Cömert Evran Müzesi’nde 12 konuşma, dönemin eşyalarıyla anlatılıyor

Cömertlik Teşkilatı’nın kurucusu Cömert Evran Ege’nin bire bir çevrim yaşadığı ve sonrasında müzeye çevrilen zaviyede bakırcılık, kalaycılık, demircilik, urgancılık ve halıcılık gibi zanaatlar, o dönemin eşyalarıyla anlatılıyor.

Taceddin Iye Mahallesi’ndeki köşe, 2002 yılında Kayseri Büyükşehir Belediyesi yoluyla restore edilerek Ahi Evran Esnaf ve Sanatkarlar Müzesi kendisine ziyarete açıldı.

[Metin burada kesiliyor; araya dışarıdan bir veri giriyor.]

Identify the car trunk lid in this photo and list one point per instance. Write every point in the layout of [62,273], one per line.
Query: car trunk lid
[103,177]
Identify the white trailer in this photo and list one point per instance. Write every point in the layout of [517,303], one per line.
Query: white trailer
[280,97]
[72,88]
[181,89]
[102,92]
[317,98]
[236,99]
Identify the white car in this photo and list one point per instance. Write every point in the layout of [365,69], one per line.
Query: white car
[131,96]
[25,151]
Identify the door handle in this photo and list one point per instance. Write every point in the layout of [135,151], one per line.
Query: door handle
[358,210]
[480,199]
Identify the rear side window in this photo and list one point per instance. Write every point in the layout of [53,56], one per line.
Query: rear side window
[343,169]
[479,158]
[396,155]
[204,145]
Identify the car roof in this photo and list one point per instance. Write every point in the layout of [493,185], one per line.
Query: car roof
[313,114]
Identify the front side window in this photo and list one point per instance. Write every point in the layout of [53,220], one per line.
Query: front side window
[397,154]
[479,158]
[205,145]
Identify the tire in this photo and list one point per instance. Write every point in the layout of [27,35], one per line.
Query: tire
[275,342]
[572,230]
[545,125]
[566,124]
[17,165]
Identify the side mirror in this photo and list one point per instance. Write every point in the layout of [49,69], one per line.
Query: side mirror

Müze, bu sene Büyükşehir Belediyesince çağdaş müzecilik anlayışıyla yeniden restore edildi.

Müzenin beherglas odasında bakırcılık, kalaycılık, bıçakçılık, demircilik, berberlik, halıcılık, urgancılık, terzilik, ayakkabıcılık, dericilik, eyercilik ve marangozluk kadar konuşma dalları o dönemin eşyaları ile sergilenirken kapılarda da “Dilini yara bayram söylemeye alıştırma”, “Hukuk göster kim antagonizm bulamayasın”, “Zihnini kibirden ağız ağıza boşalt” üzere Cömert Evran’a ilişik sözler meydan alıyor.

Müzenin kurucusu ve ayrımsız zamanda Kayseri Esnaf ve Sanatkarlar Emniyet ve Kefillik Kooperatifi Başkanı Mustafa Kayran, AA muhabirine, Ahi Evran’ın 12-13. yüzyılda Horasan’dan Kayseri’ye ana, baba ve kardeşleriyle geldiğini söyledi.

“Cömert Evran Kayseri’üstelik 32 meslek dalının bile piri”

Kardeş Evran’ın deri işiyle uğraştığını anlatan Alan, müzeyi halktan, esnaftan ve odalardan topladıkları eşyalarla oluşturduklarını belirtti.

Düz, belediyenin restorasyonları sonucu müzenin vitrinlerinin yenilendiğini, objeler eklendiğini, yerleştirilen ekranlarda mesleklerin son temsilcilerinin mesleği anlattığını dile getirerek, Cömert Evran’ın ten terbiye ettiği taşların birlikte müzenin girişinde sergilendiğini rapor etti.

Rastgele aynı taş bulup müzeye koymadıklarına meni fail Düz, şunları söyledi:

“Buradaki bir inşaatın gene imdi bu ahcar. Ahi Evran, Kayseri’de 32 patika dalının dahi piri. O dönüş burada 50-60 cilt atölyesi var. Umum fuarlarda ikbal görüyor. Zımnında birlikte dünyaya kap satıyorlar Kayseri’den. Burada sanat ve tecim gayrimüslimlerin elinde, Türklere geçmesinde, İslamlaşmasında Ahi Evran’ın ve ahilerin çokça şişman rolü var. Moğolların baskısından ekolojik ortam buradan Denizli, Konya ve Kırşehir’e göçmüşler. Eşi Fatma Abla bile hocası Kirmani’nin kızı. Fatma Abla dahi kadınlar kolunu örgütlemiş. Şu anda yaşadığımız sistemdeki esnaf odaları, esnaf birlikleri, konfederasyon, geçmişteki ahilik sisteminin adı. Hele o günde eşit tarifesi verme var. Şu anda esnaf odaları, birliklerimiz değer tarifesi veriyor. Yine o dolaşma de terbiye var.”

“Ahiliğe ihtiyacımız var”

Alan, cömertlik sistemiyle günümüzü kıyaslayarak, o günlerde “orta sandıklar” olduğunu, bunun cesaret verilen saha anlamına geldiğini belirtti.

Orta sandıktan gerekseme sahibinin faizsiz alacağını aldığını, ihtiyacı bittikten bilahare birlikte getirip sandığa tasdik ettiğini tabir fail Kayran, zaviyede yolculara, yaşlılara, hastalara aşındırmak çıktığını, o günün ustalarının, sanatkarlarının işlerini tamamlayıp evlerine giderken kazandığından benzeri miktar parayı zaviyenin giderlerinde kullanılması için bıraktığını anlattı.

Kardeş Evran’ın öğretilerine dahi değinen Düz, “Ahiliğe ihtiyacımız var.” dedi.